Update 11/12/19 01:54

After opening it up and not seeing much dust at all I lifted the cooling plate to check the thermal paste which was dried and barely present. I added some fresh paste after cleaning both surfaces but I am not sure if I used too much or the surfaces weren't both clean enough but I am finding temps seeming to spike over 100°C occasionally and it overall running hotter, though the hot peaks are only instantaneous.

I ran GeekBench both before and after, both in Safe and regular mode and performance results were effectively the same. Results are actually slightly higher than the benchmarks established for my model. It seems awfully hot but it is not affecting performance any. Having read articles stating that the i7 can safely operate at 100°C (though some authorities say it is too hot for any duration).

I installed the Intel Power Gadget and it shows my overage clocking is about 2.45 GHz but that it does peak out at the stated 3.1 GHz so I don't think it is being clipped. Still, the performance mystery abounds, but one thing is for sure- it takes days if not weeks for all of the Catalina housekeeping on media and pictures to complete!

Best Answer

It sounds very likely that you have an hardware error such as fans not working, thermal paste not properly applied, vents blocked or similar.

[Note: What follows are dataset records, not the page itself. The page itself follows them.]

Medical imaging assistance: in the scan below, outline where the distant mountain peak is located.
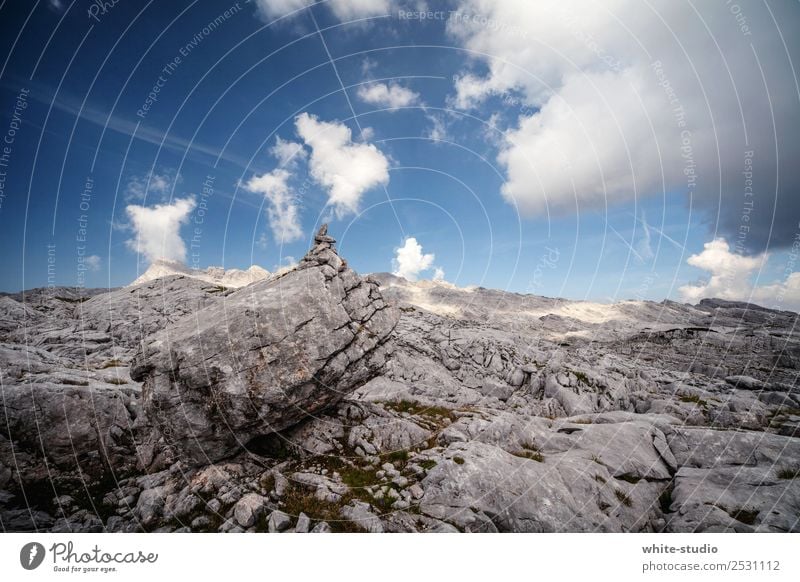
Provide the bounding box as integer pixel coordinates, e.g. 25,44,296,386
128,259,271,288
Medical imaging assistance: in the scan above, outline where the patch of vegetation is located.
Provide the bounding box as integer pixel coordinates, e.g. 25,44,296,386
615,473,642,485
56,297,90,303
572,370,592,386
512,443,544,463
776,465,800,479
614,489,633,507
728,507,759,525
678,394,708,408
417,459,436,471
382,450,408,463
658,485,672,513
98,358,125,370
61,378,89,386
106,378,128,386
281,484,365,533
338,465,380,489
381,400,457,429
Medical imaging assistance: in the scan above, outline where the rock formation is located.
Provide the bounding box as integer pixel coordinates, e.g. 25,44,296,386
0,228,800,532
131,227,398,464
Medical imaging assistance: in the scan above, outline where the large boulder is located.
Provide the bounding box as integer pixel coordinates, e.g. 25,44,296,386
131,227,399,463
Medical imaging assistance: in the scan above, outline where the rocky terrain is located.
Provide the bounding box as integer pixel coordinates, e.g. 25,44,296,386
129,259,270,289
0,228,800,532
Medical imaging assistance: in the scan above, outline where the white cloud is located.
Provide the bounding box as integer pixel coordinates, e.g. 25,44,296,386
678,238,800,309
244,168,303,243
83,255,102,272
269,136,308,167
256,0,315,20
125,198,196,262
358,83,419,109
447,0,800,252
328,0,392,21
392,237,444,281
295,113,389,218
425,113,450,141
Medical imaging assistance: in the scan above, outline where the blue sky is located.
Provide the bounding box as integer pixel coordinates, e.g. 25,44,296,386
0,0,800,308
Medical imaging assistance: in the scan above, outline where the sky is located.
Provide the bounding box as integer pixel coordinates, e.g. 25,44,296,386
0,0,800,310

A load average of 3-4 when the machine is idle is definitely not normal. Your machine is a dual-core machine - HyperThreading doesn’t really make it sensible to count that as 4 cores (it’s not nearly as good as separate cores). A load avg. of 3-4 means the computer is highly loaded.

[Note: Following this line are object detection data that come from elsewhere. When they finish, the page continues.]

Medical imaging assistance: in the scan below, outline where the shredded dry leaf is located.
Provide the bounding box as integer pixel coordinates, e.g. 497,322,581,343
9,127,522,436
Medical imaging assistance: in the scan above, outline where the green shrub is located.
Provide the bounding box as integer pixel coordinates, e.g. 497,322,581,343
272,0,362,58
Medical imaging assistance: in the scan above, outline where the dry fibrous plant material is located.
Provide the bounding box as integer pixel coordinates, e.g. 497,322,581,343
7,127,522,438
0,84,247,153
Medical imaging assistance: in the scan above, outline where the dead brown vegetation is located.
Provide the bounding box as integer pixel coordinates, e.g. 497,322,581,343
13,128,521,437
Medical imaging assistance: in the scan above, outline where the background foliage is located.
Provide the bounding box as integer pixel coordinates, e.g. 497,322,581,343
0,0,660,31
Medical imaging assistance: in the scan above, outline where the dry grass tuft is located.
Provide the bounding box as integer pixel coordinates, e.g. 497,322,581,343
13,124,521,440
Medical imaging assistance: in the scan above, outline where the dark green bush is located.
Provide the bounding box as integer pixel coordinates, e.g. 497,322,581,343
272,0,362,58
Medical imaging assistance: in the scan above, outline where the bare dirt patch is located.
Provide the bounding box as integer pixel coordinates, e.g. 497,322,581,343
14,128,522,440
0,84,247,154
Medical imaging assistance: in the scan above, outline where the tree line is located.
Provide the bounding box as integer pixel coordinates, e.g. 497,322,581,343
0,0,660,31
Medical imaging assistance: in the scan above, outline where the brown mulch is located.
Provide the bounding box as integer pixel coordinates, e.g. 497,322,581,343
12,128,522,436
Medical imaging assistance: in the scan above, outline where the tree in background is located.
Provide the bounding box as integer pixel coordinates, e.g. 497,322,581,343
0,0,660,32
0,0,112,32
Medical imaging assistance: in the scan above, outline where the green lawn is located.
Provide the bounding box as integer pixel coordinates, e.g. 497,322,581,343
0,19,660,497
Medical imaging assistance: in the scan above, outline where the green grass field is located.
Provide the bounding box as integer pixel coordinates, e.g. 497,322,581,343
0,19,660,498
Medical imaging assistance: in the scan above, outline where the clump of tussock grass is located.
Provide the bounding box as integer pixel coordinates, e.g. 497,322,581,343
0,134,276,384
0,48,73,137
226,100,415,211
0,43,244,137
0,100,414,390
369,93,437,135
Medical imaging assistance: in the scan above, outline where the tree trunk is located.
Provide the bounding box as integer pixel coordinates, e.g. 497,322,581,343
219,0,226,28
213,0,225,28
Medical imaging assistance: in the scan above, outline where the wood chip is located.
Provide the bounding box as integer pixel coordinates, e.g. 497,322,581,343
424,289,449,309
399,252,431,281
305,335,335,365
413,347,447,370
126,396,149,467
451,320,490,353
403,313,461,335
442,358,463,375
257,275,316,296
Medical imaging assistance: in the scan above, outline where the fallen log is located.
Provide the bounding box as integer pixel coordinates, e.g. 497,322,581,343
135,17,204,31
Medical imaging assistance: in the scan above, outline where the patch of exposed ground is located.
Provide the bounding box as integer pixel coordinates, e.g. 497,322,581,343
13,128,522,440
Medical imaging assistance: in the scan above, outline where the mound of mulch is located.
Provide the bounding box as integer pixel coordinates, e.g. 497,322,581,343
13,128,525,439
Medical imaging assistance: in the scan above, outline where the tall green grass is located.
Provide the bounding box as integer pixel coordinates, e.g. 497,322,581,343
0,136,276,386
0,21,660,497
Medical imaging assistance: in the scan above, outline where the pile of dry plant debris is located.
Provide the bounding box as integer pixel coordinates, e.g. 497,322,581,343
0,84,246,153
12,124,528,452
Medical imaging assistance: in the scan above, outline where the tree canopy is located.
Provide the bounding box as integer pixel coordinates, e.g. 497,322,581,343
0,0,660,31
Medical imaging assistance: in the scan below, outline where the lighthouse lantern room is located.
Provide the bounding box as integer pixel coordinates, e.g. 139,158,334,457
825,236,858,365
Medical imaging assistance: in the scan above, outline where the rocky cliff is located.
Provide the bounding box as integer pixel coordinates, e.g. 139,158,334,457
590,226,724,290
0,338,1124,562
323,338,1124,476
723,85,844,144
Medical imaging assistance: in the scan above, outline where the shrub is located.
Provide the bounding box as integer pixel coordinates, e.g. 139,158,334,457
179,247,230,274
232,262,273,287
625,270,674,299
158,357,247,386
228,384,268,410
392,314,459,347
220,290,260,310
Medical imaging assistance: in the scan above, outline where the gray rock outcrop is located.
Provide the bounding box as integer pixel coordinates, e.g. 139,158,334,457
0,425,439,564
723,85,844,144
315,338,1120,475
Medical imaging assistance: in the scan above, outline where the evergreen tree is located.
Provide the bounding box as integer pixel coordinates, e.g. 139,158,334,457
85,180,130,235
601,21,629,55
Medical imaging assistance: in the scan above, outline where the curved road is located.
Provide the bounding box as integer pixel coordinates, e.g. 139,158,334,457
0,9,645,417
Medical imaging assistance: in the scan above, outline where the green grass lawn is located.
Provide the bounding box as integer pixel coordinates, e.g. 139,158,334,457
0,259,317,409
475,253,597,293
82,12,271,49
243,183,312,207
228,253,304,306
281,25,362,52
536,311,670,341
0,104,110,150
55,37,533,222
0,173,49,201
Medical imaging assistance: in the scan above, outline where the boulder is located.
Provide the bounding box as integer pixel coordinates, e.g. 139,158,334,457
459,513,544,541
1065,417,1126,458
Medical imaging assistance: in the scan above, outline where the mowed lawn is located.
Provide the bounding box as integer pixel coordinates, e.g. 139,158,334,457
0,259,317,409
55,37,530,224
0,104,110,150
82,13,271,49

The high load average could come from thermal throttling (either via kernel_task forcing the CPU to sleep, or simply frequency throttling). It could also come from other sources such as a malfunctioning disk - although then you would most likely be experiencing other problems as well.

I will recommend booting in Internet Recovery mode to check if you still have high load average and slow performance there. If you do, then it’s not a software problem.